A few days ago Britflicks found themselves sat in the reassuringly steep gallery at Regent Street Cinema, for a digitally restored print of “Z”, Costa-Gavras’ cinema verite classic. “Z” is unusual for todays’ audiences for many reasons. Describing historical events in 60’s Greece within the frame of political thriller, filmed in French featuring (decidedly non-Greek) players like Yves Montand and Jean-Louis Trintignant, “Z” sits somewhere between Pakula and Lument’s conspiracies, and Fellini’s socio-realist satire. This blend of cinematic influences and social commentary with a loosely focused story based on historical figures whose names have been changed to protect the filmmakers (the introduction proudly states that ‘any resemblance to real people is purely deliberate’) makes for an arresting and unusual experience.
At the time, Roger Ebert wrote: “...a film of our time. It is about how even moral victories are corrupted...Z is at the same time a political cry of rage and a brilliant suspense thriller. It even ends in a chase: Not through the streets but through a maze of facts, alibis and official corruption.” It’s there to remind us that now more then ever, cinema is necessary for its ability to shine a light on corruption and hypocrisy in our own time.
Kino Klassika, set up by UK actress Justine Waddell as an institution for the purposes of sharing and preservation of Russian cinema heritage, is also there to remind us that art and cinema continue to build bridges in spite of existing political exigencies (and remain all the more relevant because of them).
Ken Loach's LAND AND FREEDOM is screening 12th April, 2017
Klassika is currently half way through its ‘A World to Win’ season of revolutionary cinema from around the world.
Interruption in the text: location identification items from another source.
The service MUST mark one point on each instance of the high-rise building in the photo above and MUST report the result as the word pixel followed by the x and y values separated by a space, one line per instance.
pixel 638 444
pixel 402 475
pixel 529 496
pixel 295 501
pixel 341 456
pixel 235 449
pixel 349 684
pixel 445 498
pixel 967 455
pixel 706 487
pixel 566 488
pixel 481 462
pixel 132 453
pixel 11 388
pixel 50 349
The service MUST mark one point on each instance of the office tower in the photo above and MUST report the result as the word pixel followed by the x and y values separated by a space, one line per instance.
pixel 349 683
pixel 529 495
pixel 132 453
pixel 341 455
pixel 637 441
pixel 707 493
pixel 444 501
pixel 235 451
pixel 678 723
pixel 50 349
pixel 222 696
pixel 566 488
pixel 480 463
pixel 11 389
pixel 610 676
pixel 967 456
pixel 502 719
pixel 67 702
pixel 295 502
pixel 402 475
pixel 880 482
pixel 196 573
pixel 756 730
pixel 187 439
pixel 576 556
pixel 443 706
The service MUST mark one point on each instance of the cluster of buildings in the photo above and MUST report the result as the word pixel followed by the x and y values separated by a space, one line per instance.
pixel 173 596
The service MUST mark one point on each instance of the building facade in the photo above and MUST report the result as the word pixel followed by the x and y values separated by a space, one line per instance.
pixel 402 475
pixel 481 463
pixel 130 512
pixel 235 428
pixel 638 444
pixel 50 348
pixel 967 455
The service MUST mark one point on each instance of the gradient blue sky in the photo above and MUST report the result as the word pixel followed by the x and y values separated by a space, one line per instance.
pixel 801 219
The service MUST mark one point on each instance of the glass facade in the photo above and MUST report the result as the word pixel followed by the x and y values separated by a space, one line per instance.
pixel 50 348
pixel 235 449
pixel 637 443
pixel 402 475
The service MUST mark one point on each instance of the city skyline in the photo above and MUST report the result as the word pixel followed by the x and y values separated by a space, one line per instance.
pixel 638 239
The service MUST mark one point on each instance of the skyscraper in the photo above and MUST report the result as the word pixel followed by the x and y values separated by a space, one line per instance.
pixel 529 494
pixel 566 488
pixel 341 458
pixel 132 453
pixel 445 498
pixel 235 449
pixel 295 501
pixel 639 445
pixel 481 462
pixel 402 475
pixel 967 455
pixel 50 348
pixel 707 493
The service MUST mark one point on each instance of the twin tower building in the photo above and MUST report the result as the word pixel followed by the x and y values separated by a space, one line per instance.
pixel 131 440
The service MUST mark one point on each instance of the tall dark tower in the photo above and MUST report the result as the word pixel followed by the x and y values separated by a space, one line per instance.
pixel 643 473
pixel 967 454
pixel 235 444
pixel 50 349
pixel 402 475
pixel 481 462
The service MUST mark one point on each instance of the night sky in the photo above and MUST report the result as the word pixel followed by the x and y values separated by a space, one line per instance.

Cinefiles have a chance to sample key slices of history, culture and cinematic technique from different continents. Eg. “Danton”, (by the late, great Polish auteur Andrzej Wajda) fictionalises the life of a leading figure in the French Revolution (played by a young Gérard Depardieu).
Upcoming screenings include “Novecento”, for which Kino Klassika joins forces with Kino-Vino to bring you excellent cuisine to go with your 5 hour Bertolucci classic; as well as Eisenstein’s “Battleship Potemkin” (a must-see for any film student) screened with a live orchestra.